From Charles Wood, Bookseller, of Cambridge, Mass., "Catalogue 146: Nineteenth Century Photography" describes, with many fine full-color illustrations, 161 items of great interest in the study of photography's early period. These include first editions of catalogues and albums of Thomas Annan's studies of Glasgow slums and the waters of Loch Katrine. Other notables: a first edition of Robert Hunt's 1844 history of photography (the first such history, by consensus); the first photographically illustrated medical book in the U.S. (I. N. Kerlin's "The mind unveiled; or a brief history of twenty-two imbecile children"); some of the earliest field photography (1873), by William E. Marshall, of the Todo tribe of southern India; and the first and only edition of what may be the earliest book on aerial photography, by Gaston Tissandier (1886), taken from the heights achieved by balloon over Paris. Heady stuff. Information: 1-617-868-1711; or by email at cbw@world.std.com .

On the exotic end of the contemporary photographic spectrum, Michael Philip Manheim's multiple exposures of Butoh--a performance art developed by post-World War II Japanese youth, encompassing dance and movement--are dreamlike and graceful representations, in softly contrasted black-and-white, of young bodies in purposeful motion.

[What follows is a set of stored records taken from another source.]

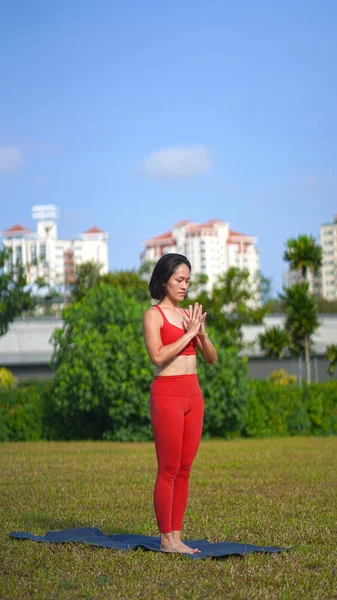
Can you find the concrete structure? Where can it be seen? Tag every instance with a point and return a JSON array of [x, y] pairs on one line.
[[45, 255], [26, 348], [315, 281], [211, 248], [329, 267]]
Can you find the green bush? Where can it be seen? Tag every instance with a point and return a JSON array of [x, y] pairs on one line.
[[7, 379], [22, 413], [103, 374], [282, 377], [275, 410], [226, 391]]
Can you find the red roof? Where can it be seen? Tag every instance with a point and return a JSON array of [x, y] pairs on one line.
[[161, 236], [181, 223], [231, 232], [16, 228], [94, 230], [212, 222]]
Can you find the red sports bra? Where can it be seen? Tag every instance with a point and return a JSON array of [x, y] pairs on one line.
[[171, 333]]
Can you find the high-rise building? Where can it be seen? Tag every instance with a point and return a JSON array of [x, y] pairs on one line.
[[44, 255], [211, 248], [329, 267]]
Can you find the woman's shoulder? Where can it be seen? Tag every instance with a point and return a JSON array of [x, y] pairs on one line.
[[152, 315], [152, 310]]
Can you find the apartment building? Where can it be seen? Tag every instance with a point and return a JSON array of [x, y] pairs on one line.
[[45, 255], [211, 248], [329, 267]]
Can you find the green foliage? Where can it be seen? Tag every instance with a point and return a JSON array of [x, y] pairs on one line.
[[130, 282], [327, 306], [331, 355], [301, 315], [281, 377], [14, 299], [7, 379], [225, 390], [276, 410], [103, 375], [22, 413], [274, 306], [303, 254], [274, 341], [233, 303]]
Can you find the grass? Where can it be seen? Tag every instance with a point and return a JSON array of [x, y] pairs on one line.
[[269, 492]]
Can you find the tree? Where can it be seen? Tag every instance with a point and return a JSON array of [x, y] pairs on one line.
[[87, 275], [303, 254], [14, 297], [264, 286], [274, 341], [232, 303], [331, 355], [103, 374], [131, 282], [301, 319]]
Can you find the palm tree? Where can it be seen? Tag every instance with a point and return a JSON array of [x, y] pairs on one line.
[[303, 254], [274, 341], [301, 319], [331, 355]]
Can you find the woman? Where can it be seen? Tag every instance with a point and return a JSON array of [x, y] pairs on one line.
[[171, 336]]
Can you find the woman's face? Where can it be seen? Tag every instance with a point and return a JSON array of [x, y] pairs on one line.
[[178, 283]]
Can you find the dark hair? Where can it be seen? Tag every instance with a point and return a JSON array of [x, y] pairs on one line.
[[164, 268]]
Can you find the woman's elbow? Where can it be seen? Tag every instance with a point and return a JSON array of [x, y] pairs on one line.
[[157, 361], [212, 359]]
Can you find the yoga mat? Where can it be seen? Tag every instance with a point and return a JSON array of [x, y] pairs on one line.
[[130, 541]]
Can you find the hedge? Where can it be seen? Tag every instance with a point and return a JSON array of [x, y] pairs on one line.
[[233, 406]]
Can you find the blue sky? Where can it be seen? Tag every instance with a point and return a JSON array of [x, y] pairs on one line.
[[134, 115]]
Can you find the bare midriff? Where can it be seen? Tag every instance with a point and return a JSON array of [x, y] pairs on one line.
[[179, 365]]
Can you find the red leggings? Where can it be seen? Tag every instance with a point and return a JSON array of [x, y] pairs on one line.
[[177, 410]]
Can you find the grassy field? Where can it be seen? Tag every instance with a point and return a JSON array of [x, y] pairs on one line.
[[269, 492]]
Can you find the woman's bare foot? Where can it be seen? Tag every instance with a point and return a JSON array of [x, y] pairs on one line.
[[171, 542], [182, 548]]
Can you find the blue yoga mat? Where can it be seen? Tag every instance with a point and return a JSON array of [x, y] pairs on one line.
[[130, 541]]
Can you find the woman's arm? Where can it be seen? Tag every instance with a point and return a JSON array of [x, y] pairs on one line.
[[204, 344], [158, 353], [207, 350]]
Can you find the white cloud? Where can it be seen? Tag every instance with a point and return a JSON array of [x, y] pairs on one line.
[[177, 162], [11, 159]]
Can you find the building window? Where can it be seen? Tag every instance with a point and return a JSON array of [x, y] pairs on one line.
[[18, 254], [33, 253]]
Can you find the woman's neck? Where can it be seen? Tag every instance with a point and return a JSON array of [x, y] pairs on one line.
[[168, 303]]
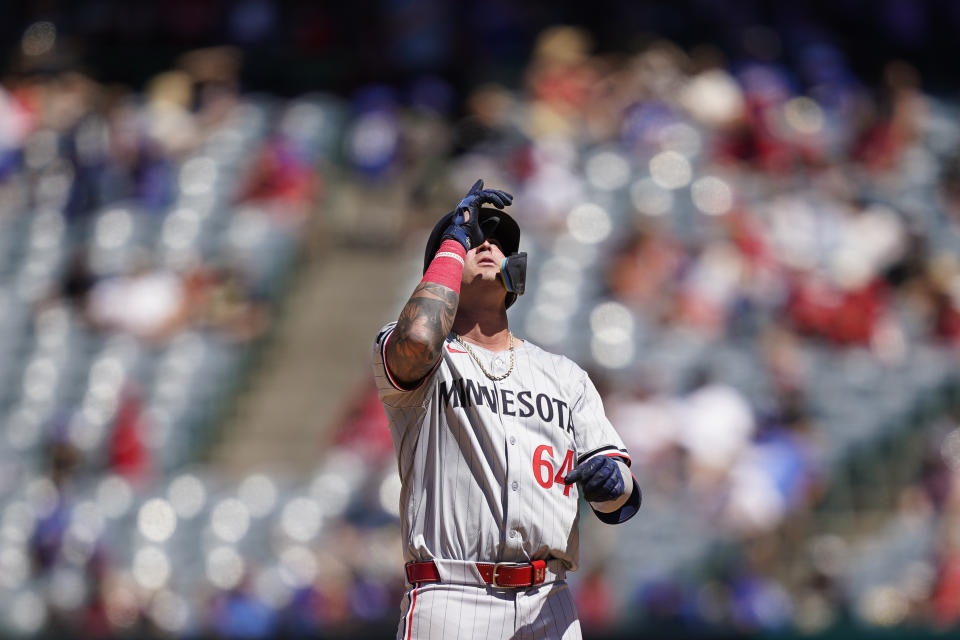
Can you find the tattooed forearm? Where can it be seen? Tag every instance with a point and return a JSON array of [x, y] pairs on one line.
[[424, 322]]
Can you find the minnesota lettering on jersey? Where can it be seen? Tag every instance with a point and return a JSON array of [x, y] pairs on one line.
[[464, 392]]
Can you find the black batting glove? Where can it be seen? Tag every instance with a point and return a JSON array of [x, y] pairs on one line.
[[599, 477], [468, 232]]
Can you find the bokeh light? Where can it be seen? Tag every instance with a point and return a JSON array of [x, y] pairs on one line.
[[589, 223], [151, 567], [225, 567], [259, 493], [230, 520], [670, 170], [712, 195], [156, 520]]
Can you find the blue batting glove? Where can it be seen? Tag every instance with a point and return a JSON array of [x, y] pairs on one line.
[[599, 478], [468, 232]]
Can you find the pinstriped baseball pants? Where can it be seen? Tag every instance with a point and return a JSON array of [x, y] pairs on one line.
[[439, 611]]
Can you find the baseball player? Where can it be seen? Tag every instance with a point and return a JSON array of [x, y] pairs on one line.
[[495, 441]]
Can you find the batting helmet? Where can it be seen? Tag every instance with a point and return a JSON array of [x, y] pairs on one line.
[[506, 231]]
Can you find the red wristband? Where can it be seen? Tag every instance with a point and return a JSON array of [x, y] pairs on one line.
[[447, 266]]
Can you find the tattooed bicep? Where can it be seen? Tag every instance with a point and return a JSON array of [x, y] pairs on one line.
[[424, 322]]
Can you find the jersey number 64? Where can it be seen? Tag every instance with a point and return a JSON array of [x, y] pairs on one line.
[[543, 468]]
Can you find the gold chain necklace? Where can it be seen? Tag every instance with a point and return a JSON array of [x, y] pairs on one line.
[[473, 355]]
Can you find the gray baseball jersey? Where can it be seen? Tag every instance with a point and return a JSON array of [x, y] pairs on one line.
[[482, 461]]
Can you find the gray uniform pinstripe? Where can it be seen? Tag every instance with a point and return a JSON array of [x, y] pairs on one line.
[[481, 464]]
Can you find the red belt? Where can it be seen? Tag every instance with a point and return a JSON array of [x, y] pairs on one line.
[[499, 574]]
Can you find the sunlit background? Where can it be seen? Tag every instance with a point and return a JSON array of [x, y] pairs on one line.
[[743, 219]]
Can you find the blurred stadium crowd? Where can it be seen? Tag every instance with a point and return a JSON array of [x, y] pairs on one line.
[[757, 262]]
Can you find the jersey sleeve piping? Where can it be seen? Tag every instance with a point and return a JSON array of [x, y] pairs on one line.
[[608, 450]]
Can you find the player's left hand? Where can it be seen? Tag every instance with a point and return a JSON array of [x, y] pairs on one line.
[[600, 479]]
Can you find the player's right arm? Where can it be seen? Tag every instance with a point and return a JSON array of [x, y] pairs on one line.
[[413, 349], [425, 321]]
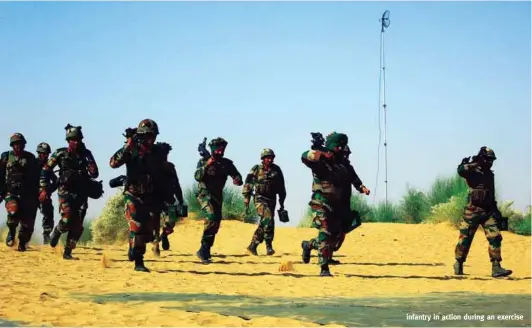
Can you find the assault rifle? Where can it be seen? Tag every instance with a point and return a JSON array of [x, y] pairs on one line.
[[202, 149]]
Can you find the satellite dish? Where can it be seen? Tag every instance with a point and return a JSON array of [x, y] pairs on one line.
[[385, 19]]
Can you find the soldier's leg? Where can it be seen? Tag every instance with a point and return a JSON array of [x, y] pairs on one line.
[[210, 227], [269, 229], [27, 222], [13, 218], [47, 212], [494, 237], [66, 210], [468, 227], [258, 235], [155, 217], [138, 218]]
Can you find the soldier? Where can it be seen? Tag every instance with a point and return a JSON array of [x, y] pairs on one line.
[[326, 202], [211, 175], [351, 219], [268, 181], [47, 207], [19, 186], [76, 167], [481, 210], [171, 192], [143, 166]]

These nude dancers exude a primal power in their arching, aching, ritualized gestures and grapplings, and Manheim delivers the spirit and flesh of Butoh with delicacy and passion, as the blur of dance yields to the sharp-focus of an expressive face. Indeed, "In a Labyrinth: The Dance of Butoh" is a slender but highly charged volume ($35, plus shipping and handling. For more information, email: info@contemporaryworks.net , or call 1-215-822-5662; http://www.iphotocentral.com/search/detail.php/32/12502/0/12502/1 .

Matt Damsker is an author and critic, who has written about photography and the arts for the Los Angeles Times, Hartford Courant, Philadelphia Bulletin, Rolling Stone magazine and other publications. His book, "Rock Voices", was published in 1981 by St. Martin's Press. His essay in the book, "Marcus Doyle: Night Vision" was published in the fall of 2005.